A wet night and threatening a.m., which turned to heavy rain about 11.00 a.m. Consequently we all got drenched and the camp is a sea of mud again; so cold! I believe when we go up we shall go direct into the line, and lie there during the preliminary bombardment of some days, during which time nothing can come up. I have soup, but if you can manage to send meat lozenges they would be useful, specially in the Push; but they must come quickly. The trenches must be in awful state with the wet and the hammering they get; and very hard to repair in the wet, and the Bosche guns playing on them at night to prevent work being done.

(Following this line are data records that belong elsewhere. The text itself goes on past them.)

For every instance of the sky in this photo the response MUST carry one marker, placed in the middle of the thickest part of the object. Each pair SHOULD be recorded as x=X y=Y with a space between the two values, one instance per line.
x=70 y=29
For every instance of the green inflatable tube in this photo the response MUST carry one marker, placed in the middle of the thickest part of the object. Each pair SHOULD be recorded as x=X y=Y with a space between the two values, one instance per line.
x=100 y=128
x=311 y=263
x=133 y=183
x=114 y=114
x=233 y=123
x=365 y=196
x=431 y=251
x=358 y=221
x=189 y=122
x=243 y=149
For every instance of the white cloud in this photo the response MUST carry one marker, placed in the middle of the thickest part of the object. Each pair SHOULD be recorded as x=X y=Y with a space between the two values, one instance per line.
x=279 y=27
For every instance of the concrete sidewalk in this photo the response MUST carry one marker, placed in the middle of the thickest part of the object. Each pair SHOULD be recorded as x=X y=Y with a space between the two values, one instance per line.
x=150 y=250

I’m glad we’re out of the line, bad and uncomfortable though the camp is; after all we have no shells or bullets. If this wet goes on we shall have a lot of sickness. It hasn’t come yet, but is bound to come. We are bothered by scabies. It began at Bordon where we took over infected barracks and we’ve never been really clear since; aggravated by life in the trenches, and latterly lack of baths, owing to move; we are full of it—about 100 cases, mostly quite mild, and only away about two days, but recurring every day. Practising the attacks through crops waist height, and saturated with wet, is very trying on men, as they have no chance and no means of drying their clothes. It was drenching doing it today.


Footnote

The Battalion was based at Martinique Barracks, Bordon in while it completed rifle shooting at the end of its training and just before sailing for France. This postcard, showing a photograph of Martinique Barracks, was sent home by 14561 Private George McCarroll.